I made some changes and I like it much better now. @leighann I hope you do too. I still need to add the dew drops. Probably on Tuesday.


----------



## leighann

Wow, that looks totally different @TerryCurley. Love it :vs_cool:


----------



## leighann

@TerryCurley I just read where you and Susan where discussing the red and purple hues, and I actually like the darker hues. I think it makes the yellow pop a little more.


----------



## dickhutchings

I absolutely love this painting Terry. I'm having trouble seeing the difference between this one and the last. It might be a good idea in these kind of posts to show them side by side in your message so the changes are more apparent. I have in the past copied these to images and compared them on my own screen but I don't always have time for that.


----------



## TerryCurley

Good idea Dick.

What I changed was the bud in the upper right corner. It was looking like a tulip and I changed it so it looks more like a rose. Then I when over all three roses again and changed the tone to be a little warmer by adding some burnt sienna to the shadow mix. Finally I changed the background and toned down the purple.


----------



## ARTadmin

TerryCurley said:


> I have only a little more to do on this. I'm planning to add more contrast to the roses. I'm going to add dew drops and a touch of accents and a little more highlights.


I so love the way this turned out.


----------



## Liz

I wanted to wait until the painting was finished before I commented, and I have to tell you Terry you really know how to use color! In fact I think the way you are using color in your backgrounds is becoming part of your style. Give yourself a pat on the back, you've earned it.


----------



## TerryCurley

Thank you so much Liz, Cricket, Leighann, Dick and FanKi. I think I'm going to wait one more day to put on the dew drops and then I'll call it finished.


----------



## TerryCurley

I put the dew drops on. Calling it done now. The picture was taken out doors so the colors look different than the previous photos that were taken indoors.


----------



## dickhutchings

Standing ovation! You sure you want to part with it? :biggrin:


----------



## Susan Mulno

Wow, very nice! Love the colors!


----------



## TerryCurley

Thank you Susan and Dick.


----------



## leighann

I would totally understand if she wanted to keep it, isn't it gorgeous?!
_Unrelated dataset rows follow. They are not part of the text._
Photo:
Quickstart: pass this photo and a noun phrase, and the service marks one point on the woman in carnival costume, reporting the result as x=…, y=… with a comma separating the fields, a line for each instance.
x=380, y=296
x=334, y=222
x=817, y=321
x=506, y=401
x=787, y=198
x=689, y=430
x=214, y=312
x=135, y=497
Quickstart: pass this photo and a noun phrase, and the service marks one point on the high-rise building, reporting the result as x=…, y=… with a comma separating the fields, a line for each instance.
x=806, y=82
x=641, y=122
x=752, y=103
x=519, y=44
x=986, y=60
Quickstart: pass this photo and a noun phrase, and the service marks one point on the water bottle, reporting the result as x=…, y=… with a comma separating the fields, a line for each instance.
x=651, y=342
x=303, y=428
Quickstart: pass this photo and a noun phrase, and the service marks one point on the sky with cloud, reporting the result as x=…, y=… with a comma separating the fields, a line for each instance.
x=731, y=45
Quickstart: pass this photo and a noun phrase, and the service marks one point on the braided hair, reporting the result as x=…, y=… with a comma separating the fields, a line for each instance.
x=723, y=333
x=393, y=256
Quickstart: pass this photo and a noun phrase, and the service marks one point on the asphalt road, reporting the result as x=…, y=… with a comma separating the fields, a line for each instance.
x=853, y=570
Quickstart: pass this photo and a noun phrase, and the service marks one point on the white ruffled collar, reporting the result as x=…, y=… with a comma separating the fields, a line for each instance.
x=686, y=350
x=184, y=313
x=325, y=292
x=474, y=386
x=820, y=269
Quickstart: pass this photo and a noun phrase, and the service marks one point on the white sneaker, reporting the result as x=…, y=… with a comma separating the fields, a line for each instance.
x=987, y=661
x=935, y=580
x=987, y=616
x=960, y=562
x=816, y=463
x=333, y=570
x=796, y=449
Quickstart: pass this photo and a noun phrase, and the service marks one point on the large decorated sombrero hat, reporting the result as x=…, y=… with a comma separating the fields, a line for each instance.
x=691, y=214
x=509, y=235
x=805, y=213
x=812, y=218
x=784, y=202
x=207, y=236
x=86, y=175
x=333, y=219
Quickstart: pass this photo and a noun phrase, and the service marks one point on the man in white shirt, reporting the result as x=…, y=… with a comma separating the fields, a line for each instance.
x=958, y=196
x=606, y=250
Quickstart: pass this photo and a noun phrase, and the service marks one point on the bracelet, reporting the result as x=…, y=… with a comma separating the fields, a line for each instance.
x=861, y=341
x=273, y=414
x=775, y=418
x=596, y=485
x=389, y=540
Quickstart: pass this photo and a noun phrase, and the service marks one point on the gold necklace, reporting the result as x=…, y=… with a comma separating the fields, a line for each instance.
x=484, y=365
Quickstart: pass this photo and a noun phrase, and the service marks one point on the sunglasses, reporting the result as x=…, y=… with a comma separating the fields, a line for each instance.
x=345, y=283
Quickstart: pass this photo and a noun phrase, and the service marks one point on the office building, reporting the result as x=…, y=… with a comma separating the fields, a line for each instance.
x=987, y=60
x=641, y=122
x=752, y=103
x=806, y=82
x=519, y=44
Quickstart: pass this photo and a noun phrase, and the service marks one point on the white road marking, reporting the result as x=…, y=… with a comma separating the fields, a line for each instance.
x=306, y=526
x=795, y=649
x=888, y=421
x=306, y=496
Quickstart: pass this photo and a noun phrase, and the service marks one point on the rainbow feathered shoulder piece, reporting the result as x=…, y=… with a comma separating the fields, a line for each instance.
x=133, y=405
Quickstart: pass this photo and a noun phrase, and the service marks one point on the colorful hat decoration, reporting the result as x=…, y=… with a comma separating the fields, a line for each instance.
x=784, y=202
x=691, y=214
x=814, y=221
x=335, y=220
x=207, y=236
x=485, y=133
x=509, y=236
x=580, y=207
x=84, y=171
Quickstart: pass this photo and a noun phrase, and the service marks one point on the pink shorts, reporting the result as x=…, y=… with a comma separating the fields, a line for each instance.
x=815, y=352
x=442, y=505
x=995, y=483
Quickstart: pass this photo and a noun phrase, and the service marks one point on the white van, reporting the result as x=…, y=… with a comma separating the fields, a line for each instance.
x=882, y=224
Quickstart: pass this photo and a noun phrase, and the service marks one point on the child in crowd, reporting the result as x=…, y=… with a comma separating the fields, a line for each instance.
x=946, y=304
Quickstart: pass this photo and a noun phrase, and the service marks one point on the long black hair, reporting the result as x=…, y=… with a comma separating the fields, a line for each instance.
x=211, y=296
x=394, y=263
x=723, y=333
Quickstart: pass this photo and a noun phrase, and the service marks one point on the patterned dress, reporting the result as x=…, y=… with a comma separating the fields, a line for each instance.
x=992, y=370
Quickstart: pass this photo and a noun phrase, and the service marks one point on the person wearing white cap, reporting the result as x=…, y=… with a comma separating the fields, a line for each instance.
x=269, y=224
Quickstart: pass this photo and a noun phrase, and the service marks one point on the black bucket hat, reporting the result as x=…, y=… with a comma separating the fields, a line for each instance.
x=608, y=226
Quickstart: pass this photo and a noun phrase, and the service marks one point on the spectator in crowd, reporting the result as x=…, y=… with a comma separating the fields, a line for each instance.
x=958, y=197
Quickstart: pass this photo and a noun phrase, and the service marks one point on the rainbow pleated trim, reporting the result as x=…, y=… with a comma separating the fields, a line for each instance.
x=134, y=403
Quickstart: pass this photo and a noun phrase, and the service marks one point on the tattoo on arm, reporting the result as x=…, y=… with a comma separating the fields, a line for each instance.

You should definitely try this method again, @TerryCurley. :laugh:


----------



## dickhutchings

Oh I totally agree @*TerryCurley*:biggrin::biggrin: I can't get this thing to work. I'll try again.
Oh I totally agree @*TerryCurley 
Ahh, there we go.
http://www.artistforum.com/member.php?u=15058*


----------



## TerryCurley

It's yours LeighAnn. I am going to do this again for myself. I think I will try to make the roses white in my next version. 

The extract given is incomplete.